Dessa forma, o tempo não poderia ser dividido, sem ser alterado, assim como o movimento da pedra que mencionamos acima não pode ser parado, sem se transformar em outro movimento.

No espaço, como vimos, podemos supor paradas sucessivas, e mesmo prever aonde a pedra está porque, no fundo, o espaço aí não acrescenta nada ao processo. Ele é uma variável indiferente, podemos dizer; passiva no processo. O tempo, ou a duração, ao contrário, implicaria sempre em uma transformação. Tudo que ocorre no tempo, muda, pelo próprio acréscimo de passado. Daí porque seria impossível prever qualquer coisa, no tempo – porque ainda não sabemos as mudanças que se inserirão, daqui até o tempo previsto.

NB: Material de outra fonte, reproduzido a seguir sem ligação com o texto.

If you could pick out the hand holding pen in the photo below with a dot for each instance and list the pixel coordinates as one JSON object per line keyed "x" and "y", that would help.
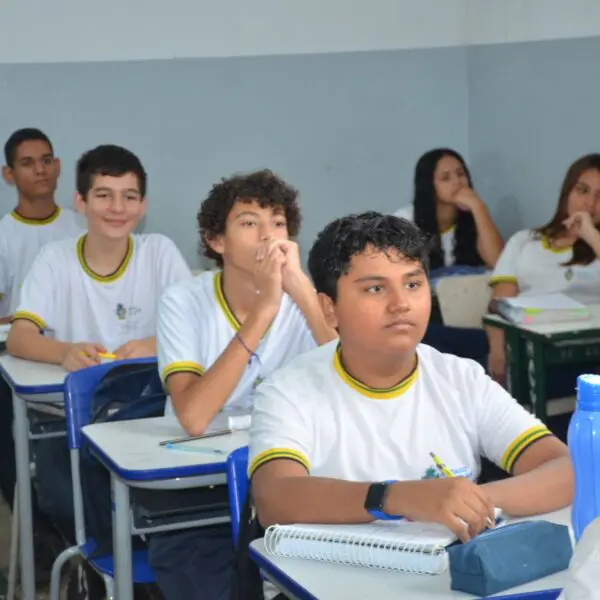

Um último exemplo: eu não posso “resumir” a experiência de ouvir uma música, porque essa experiencia será a soma de todos os momentos que compõe a duração da música, uns influenciando os outros. Se eu “acelero” a música – mudo o tempo – tenho outra experiência; se eu pulo direto para o final, sem viver a duração completa da música, também tenho outra experiência. Daí que o tempo da experiência não possa ser alterado, sem alterar a experiência mesma.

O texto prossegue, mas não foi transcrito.